The same fundamental problem — context loss — repeats at every level of scale:
| Scale | Problem |
|---|---|
| 0 — Single session | The context window compacts. Decisions made earlier in the session are lost. |
| 1 — Multiple sessions | A new session starts blank. Everything from the previous session must be recovered manually. |
| 2 — Multiple machines | Work done on Machine A is invisible to Machine B. |
| 3 — Multiple projects | An insight from Project A cannot inform Project B. Knowledge is siloed by project boundary. |
| 4 — Multiple users | Team member B cannot access what team member A learned. Knowledge is siloed by person. |
| 5 — Network scale | Collective intelligence is siloed in individual nodes. The network as a whole cannot learn from its parts. |
Each scale introduces a new boundary across which context is lost. The conventional approach is to build a separate solution for each boundary — a session cache, a database, a sync service, a team platform, a federated network. Each solution has its own data format, its own trust model, its own failure modes.
Open Brain takes a different approach: one memory format that is the same at every scale.
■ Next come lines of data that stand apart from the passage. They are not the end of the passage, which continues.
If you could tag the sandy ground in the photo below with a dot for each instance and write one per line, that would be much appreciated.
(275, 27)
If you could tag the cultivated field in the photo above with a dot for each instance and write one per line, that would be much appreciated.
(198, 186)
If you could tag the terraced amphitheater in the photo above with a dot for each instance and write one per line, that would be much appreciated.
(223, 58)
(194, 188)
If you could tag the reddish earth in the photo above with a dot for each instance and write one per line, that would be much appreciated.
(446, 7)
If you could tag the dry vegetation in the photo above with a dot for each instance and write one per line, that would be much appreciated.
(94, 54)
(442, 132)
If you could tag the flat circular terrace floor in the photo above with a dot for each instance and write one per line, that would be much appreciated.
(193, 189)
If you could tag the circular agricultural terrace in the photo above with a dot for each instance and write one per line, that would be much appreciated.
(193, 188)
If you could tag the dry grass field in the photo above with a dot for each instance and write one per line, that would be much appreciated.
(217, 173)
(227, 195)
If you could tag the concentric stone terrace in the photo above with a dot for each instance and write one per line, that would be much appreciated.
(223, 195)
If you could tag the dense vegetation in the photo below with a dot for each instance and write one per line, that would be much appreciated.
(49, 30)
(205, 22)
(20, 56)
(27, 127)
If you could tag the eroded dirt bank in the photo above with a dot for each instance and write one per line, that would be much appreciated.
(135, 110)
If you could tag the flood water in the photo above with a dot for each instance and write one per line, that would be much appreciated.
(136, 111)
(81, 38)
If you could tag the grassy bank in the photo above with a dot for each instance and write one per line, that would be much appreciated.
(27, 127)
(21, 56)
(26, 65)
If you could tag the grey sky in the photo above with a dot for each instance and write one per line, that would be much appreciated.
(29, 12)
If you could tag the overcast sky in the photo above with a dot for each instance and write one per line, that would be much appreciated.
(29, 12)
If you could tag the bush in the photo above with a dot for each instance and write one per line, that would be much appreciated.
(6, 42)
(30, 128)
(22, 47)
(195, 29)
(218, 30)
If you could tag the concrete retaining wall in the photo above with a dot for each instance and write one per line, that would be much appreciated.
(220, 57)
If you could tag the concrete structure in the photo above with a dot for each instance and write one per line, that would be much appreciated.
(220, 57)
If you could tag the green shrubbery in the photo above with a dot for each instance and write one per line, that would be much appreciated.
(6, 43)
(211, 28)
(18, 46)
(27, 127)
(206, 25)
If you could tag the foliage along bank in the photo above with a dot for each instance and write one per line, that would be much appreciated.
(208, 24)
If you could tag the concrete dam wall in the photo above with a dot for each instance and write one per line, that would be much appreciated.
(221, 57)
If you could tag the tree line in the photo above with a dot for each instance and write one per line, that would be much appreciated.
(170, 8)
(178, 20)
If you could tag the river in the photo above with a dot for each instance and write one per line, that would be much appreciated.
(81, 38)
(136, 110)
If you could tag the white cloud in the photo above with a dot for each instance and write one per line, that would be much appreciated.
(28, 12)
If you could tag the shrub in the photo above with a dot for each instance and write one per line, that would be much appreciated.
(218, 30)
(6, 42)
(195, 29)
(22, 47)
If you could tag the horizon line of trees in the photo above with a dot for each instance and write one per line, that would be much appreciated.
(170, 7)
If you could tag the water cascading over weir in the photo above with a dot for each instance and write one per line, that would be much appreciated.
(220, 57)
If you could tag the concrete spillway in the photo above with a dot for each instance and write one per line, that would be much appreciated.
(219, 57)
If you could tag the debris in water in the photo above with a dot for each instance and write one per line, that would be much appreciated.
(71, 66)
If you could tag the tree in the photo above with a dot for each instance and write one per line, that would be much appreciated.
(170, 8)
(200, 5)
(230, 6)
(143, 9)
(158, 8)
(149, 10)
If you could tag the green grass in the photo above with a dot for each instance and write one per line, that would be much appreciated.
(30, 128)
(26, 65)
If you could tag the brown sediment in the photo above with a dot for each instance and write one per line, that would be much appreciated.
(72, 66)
What changes between scales is only two things:
- The transport layer — how memories move between locations.
- The governance layer — who is permitted to share what, and under what conditions.
The memory itself — its structure, its content hash, its chain linkage, its queryability — never changes.
Every Open Brain memory, at every scale, is a self-describing record:
| Field | Purpose |
|---|---|
id (UUID v4) |
Globally unique. No collision across any number of nodes. |
raw_text |
The content itself. Human-readable. |
embedding (384-dim vector) |
Semantic position for meaning-based search. |
embedding_model |
Which model produced the vector (self-describing — the record carries its own provenance). |
content_hash (SHA-256) |
Fingerprint of the canonical content. Any change is detectable by recomputing the hash. |
previous_hash (SHA-256) |
Chain link to the preceding memory. Deletion or insertion is detectable. |
signature (Ed25519) |
Cryptographic proof of which machine's keypair produced this content. Optional — memories created before signing was enabled remain valid. |
metadata (JSON) |
Structured context: memory_type, area, source_agent, priority, project, node_id, anchor_ref, and anything else the application requires. |
created_at (ISO 8601) |
When the memory was created. |
Key properties: A memory created by a solo researcher on a single laptop is structurally identical to a memory anchored on-chain and replicated across a thousand network nodes. The format does not change. The verification depth does.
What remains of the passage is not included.